The maximum available for BE is 6×8 = 48, so G ≤ 4158 + 48 = 4206, but it’s not allowed to contain 0 (or 7 or 9), so the maximum comes down to 4186;
BE can’t include 1 (or 4) because that would be repeated in G, so the minimum for G is 4158 + 2×3 = 4164.
The only values in the range [4164, 4186] without 0, 7, 9 or repeats are {4165, 4168, 4182, 4183, 4185, 4186}, with corresponding BE values of {7, 10, 24, 25, 27, 28}.

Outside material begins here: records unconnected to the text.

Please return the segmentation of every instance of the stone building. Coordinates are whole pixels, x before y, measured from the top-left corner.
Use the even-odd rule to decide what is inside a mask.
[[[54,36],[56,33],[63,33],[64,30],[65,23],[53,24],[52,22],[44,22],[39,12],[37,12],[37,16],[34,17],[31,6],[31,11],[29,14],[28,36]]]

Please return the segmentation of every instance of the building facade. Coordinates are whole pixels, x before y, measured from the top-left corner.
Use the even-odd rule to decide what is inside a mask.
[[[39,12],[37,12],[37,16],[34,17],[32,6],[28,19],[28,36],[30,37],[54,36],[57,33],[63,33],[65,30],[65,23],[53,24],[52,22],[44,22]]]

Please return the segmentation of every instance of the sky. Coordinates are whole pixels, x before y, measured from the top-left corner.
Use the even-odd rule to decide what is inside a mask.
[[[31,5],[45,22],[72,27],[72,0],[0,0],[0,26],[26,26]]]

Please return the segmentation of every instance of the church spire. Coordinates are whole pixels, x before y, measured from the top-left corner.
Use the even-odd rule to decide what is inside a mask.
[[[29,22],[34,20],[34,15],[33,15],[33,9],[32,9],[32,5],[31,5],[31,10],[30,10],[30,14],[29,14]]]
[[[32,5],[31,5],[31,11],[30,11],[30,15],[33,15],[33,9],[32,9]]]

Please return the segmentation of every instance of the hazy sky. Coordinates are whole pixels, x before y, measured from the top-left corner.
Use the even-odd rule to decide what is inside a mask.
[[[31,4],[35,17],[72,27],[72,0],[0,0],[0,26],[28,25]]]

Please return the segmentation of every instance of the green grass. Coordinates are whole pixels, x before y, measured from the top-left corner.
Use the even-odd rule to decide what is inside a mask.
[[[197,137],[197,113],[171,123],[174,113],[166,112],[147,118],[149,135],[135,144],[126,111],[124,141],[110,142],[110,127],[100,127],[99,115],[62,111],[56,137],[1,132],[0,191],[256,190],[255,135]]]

We can eliminate 7 = 1×7, 25 = 5×5, 27 = 3×9 and 28 = 4×7 because they repeat digits.
If BE is 24 we have G = 24 + 4158 = 4182, but then either 3×8 or 4×6 for BE would repeat a digit in G.
Therefore BE = 10 = 2×5 and G = 4168.
There are four permutations of the BE and CF digits, namely {2759, 2957, 5729, 5927}, but the preamble says we want the smallest one, so the required numbers are **2759** and **4168**.
Converting those to the letters used in clues gives **ROAD INUS** (“in US”), a description of the famous Route 66 hinted at by the puzzle’s title.